Reporter: Siti Masitoh | Editor: Ignatia Maria Sri Sayekti
KONTAN.CO.ID - JAKARTA. Pengamat teknologi sekaligus Direktur Eksekutif ICT Institute, Heru Sutadi, memperkirakan transaksi e-commerce di Indonesia berdasarkan nilai penjualan bruto atau Gross Merchandise Value (GMV) hanya akan mencapai US$ 100 miliar hingga akhir 2025. Angka ini lebih rendah dari prediksi awal, meski lebih tinggi dibandingkan capaian 2024 yang mencapai US$ 92 miliar.
“Prediksi di 2025 US$ 125 miliar berdasarkan analisis Google, Temasek, Bain and Company, tapi kayaknya sulit tercapai angka itu. Paling US$ 100 miliar hingga akhir 2025,” ujar Heru kepada Kontan, Minggu (10/8/2025).
Menurut Heru, potensi belanja online tahun ini masih ada, namun transaksinya tidak akan mencapai target karena kondisi konsumsi masyarakat sedang tidak baik. Ia melihat ada ancaman penurunan daya beli, sementara harga dan ongkos kirim juga meningkat.
Baca Juga: Pelapak Akui Keberatan Ada Tambahan Biaya Proses Pesanan di Shopee Rp 1.250/Transaksi
“Sehingga harus ada upaya mengdongkrak agar meningkat, sebab kalau tidak ada stagnan. Harapannya US$ 125 miliar, tapi harusnya US$ 100 miliar tercapai. Kalau tidak tercapai juga, ini adalah dalam ekosistem belanja online kita yang harus dibenahi,” ungkapnya.
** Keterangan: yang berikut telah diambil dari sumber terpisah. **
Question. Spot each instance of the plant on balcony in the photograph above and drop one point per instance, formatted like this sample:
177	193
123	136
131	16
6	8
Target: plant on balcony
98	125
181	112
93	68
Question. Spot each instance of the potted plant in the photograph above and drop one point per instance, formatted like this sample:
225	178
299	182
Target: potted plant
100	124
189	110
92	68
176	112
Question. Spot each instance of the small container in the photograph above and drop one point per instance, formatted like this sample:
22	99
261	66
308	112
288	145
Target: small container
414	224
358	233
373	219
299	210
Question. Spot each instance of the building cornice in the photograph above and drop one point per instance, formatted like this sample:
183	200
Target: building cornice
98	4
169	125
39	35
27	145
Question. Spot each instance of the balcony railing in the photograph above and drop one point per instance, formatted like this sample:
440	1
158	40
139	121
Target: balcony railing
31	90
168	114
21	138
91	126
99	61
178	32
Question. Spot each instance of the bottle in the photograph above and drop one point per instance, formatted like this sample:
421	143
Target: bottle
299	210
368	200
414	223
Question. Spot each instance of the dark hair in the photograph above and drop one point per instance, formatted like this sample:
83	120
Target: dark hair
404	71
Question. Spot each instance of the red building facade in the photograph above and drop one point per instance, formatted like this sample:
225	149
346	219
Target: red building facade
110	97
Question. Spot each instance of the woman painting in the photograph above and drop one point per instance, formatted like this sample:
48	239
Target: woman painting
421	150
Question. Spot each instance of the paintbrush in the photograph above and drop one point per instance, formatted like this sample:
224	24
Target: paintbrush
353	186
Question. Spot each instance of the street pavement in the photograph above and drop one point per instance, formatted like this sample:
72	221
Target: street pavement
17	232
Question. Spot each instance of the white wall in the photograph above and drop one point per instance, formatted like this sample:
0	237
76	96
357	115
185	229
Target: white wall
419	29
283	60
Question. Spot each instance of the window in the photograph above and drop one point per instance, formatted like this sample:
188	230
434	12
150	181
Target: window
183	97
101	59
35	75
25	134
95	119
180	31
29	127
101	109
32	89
Heru menambahkan, permasalahan infrastruktur digital yang belum merata dan kecepatan internet yang masih rendah turut menjadi hambatan. Selain itu, beban pajak dan kewajiban lain yang ditanggung pembeli maupun penjual membuat bisnis digital kurang bergairah.
Ia juga menilai, belum ada upaya strategis dari pemerintah untuk memajukan ekonomi digital Indonesia. Menurutnya, pemerintah masih sebatas menghitung angka statistik tanpa terlihat adanya percepatan langkah strategis.
Baca Juga: Kemendag Tegaskan Usaha Mikro Perlu Perlakuan Khusus pada Biaya Pemrosesan E-Commerce
Sebelumnya, Badan Pusat Statistik (BPS) menyebut pertumbuhan konsumsi naik dari 4,87% year on year (yoy) pada kuartal I 2025 menjadi 4,97% yoy pada kuartal II 2025, di tengah isu konsumsi melemah. Kondisi ini dipengaruhi perubahan metode belanja dari langsung menjadi belanja online, yang sebelumnya tidak masuk perhitungan BPS.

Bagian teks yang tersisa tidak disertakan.